Mas voltemos à seca de São Paulo, sua “crise hídrica” - eufemismo que nos levou a um longo desvio. São veiculadas notícias preocupantes ligadas à falta d’água, bem como em relação ao sistema elétrico na iminência de um “apagão”. Aparentemente corremos o risco de voltar à década de 1950, vivendo novamente a situação cantada numa marchinha de carnaval daquela época que talvez volte merecidamente a ser um hit no próximo carnaval - “de dia falta água, de noite falta luz”.

Com as afirmações e desmentidos, não sabemos exatamente o que esperar. Estamos mesmo em vias de enfrentar uma grave situação? Até onde vai nossa “crise hídrica”? Como lidar com o “apagão”? Que podemos esperar de nossas autoridades? Estamos à beira de uma catástrofe? Como a população vai reagir a uma séria escassez de água? Estará preparada para exercer alguma solidariedade coletiva em nome do bem comum ou a gravidade da situação despertará o instinto de sobrevivência, impondo o salve-se quem puder? 

Em situações emergenciais como essa é fundamental a confiança da população em seus líderes.
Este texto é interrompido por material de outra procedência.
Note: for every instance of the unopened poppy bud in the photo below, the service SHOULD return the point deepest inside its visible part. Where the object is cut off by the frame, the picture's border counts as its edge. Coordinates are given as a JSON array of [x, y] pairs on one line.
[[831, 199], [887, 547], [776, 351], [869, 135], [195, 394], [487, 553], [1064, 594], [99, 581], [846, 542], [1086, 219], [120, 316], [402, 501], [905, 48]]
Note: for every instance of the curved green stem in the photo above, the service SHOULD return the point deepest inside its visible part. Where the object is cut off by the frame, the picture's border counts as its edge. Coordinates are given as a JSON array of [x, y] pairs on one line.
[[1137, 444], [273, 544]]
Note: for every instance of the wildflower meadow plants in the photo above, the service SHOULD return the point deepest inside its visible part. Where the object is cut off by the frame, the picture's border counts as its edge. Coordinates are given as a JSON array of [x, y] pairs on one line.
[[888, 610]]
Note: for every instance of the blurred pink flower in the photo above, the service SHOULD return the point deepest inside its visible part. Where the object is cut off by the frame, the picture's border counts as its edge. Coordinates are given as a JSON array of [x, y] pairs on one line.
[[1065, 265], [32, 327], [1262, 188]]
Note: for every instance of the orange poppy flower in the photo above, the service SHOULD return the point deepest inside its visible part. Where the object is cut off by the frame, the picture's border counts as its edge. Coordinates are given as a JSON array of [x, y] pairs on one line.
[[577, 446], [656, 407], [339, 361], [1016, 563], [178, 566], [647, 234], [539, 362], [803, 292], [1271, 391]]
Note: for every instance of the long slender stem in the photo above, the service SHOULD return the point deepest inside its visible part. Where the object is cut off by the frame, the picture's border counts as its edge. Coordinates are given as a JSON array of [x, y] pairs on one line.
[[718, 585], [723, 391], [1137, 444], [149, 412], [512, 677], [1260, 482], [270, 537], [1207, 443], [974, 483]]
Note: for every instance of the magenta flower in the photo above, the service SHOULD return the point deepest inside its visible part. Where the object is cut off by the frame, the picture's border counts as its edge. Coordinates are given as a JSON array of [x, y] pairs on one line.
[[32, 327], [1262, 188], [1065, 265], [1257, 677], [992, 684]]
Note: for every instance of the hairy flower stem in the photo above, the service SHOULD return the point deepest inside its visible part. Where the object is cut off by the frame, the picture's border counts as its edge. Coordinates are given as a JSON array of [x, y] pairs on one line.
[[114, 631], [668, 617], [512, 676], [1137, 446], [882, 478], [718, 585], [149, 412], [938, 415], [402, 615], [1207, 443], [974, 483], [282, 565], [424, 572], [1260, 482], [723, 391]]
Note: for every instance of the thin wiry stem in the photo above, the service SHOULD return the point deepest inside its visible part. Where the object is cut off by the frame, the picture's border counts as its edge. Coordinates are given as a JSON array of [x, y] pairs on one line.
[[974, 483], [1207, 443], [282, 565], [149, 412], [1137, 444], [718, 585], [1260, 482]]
Mas vivemos um momento em que a confiabilidade dos políticos cai ininterruptamente, o que o estelionato eleitoral praticado por nossa “presidenta” só fez agravar. Estamos cada vez mais atentos ao sinuoso discurso de muitos políticos, no qual fica evidente que o interesse que os move não é a busca da verdade no zelo pela coisa pública e sim garantir que sua permanência no poder seja a mais longa possível, não importa a que preço. 

Grande parte das catástrofes naturais é imprevisível. As mais comuns no Brasil - habitualmente a seca no Nordeste e as enchentes no Sudeste - são perfeitamente previsíveis, ocorrem regularmente e ao acontecerem evidenciam mais uma vez a falta de planejamento e a incúria dos poderes públicos.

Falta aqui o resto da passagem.